Horowitz Seizes NCAA Mile Crown

By Rob Kean

Coby Horowitz with his National Champion trophy.                                                   (Courtesy Darci Mickus)
Coby Horowitz with his National Champion trophy. (Courtesy Darci Mickus)

Heading into the NCAA Division III Indoor Track & Field Championships, Stow native and Bowdoin College senior Coby Horowitz’s resume of collegiate distance running honors already required a certain suspension of disbelief.  Three-time All-America in cross-country.  Twice an All-America in the 1500 meters.    All-America in the distance medley relay, the 5000 meters, and the mile.  Runner of  three of the five fastest mile times in Division III history, and newly-minted record holder for the fastest D-III mile ever run.

Now he can add the most impressive title of all – National Champion.

On March 15, before a packed and rollicking house at the University of Nebraska, Horowitz took the mile crown by force, leading from wire to wire and finishing in 4:08.40.

“I felt good going in,” said Horowitz afterward.  “I knew if I could get out to a lead and keep it from becoming a kicker’s race, I would have a shot.”

It’s a lesson he learned at these same nationals last year, in the mile finals, when a subpar start left him needing to come from behind.  He ran out of track, though, and was out-kicked down the stretch, finishing third.

At that moment, he embarked on a mission:  “I basically spent the past year trying to become the fastest out of the start I could possibly be.”

Two weeks before nationals, Horowitz got a chance to measure his progress at the Open New England Championships at Boston University, a meet open to NCAA runners from all three divisions, and therefore casting those from Division I as heavy favorites.  On this day, however, all of them finished behind Horowitz, who won in a blistering 4:00.41, a literal heartbeat away from breaking the magical 4-minute barrier once thought to be impossible to break and live to tell about it.  As it was, Horowitz’s time was the fastest time ever run by a Division III miler, a feat he humbly tried to downplay.

“BU’s track is known for really fast times,” he humbly said.

Still, he took from the race a quiet confidence, and brought it with him to Nebraska, where he tuned up with a solid qualifying heat the night before the one day he’d been training for all year.  And when he toed the starting line for the final, that year of preparation was evident in his comportment, the mind of a Bowdoin student atop the body of a thoroughbred.  And at the sound of the gun, he exploded from the gate.

His fastest start possible achieved, he immediately began putting distance between himself and the other nine finalists.  By the end of the first lap, he’d opened up a sizable lead, and by the end of the second he was running the best kind of alone.  But what the race lacked in drama it made up for in dominance, the spectacle of an athlete turning a competition among many into his or her singular moment.  And as Horowitz raced down the home stretch, he allowed himself a brief glance back at those beaten runners only then rounding the final turn, a scene reminiscent of Secretariat’s jockey, Ron Turcotte, famously turning to look back in near wonder at the size of their Belmont Stakes lead.
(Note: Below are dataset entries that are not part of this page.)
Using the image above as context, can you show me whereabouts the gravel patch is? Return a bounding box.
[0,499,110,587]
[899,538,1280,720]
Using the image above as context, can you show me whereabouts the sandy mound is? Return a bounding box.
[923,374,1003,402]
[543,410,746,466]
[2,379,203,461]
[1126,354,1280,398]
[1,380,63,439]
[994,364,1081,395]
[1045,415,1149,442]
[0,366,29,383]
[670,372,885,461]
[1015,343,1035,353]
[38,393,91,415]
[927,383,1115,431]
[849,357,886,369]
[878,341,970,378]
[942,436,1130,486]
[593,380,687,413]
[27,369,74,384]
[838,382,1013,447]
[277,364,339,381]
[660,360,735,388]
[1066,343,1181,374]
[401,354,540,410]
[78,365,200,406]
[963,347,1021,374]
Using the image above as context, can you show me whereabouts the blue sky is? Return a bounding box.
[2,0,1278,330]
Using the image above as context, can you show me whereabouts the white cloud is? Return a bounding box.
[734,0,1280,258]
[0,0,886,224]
For Horowitz, his wonder over those final hundred meters was the same.  “Once I realized I was going to win,” he recalls, “I forgot about time, and just concentrated on enjoying the moment.  I was going to be a national champion.”

Coby Horowitz breaks out out the pack by the end of the first lap, maintaining a sizeable lead to the finish.                                                                                                       (Courtesy Darci Mickus)
Coby Horowitz breaks out out the pack by the end of the first lap, maintaining a sizeable lead to the finish. (Courtesy Darci Mickus)

Seconds later, he was.

Already, of course, Horowitz is focused on new goals and next moments.  Starting soon is the college outdoor track season, a chance at capturing an NCAA crown in the 1500 or 5000 meters, or maybe both.  He’s also got his sights set on the prestigious Penn relays, where he’ll take one more shot at breaking the 4-minute mark in the mile.  Most importantly, in May the Sociology major will graduate with a degree from Bowdoin, and a life full of sky-limits ahead of him, though first he plans on probing the ocean depths as a lobster fisherman for a few months after graduation.

But wherever he goes, and whatever he does, Coby Horowitz will take with him those four minutes before a packed and rollicking house in Nebraska.  And the day he earned the title of National Champion.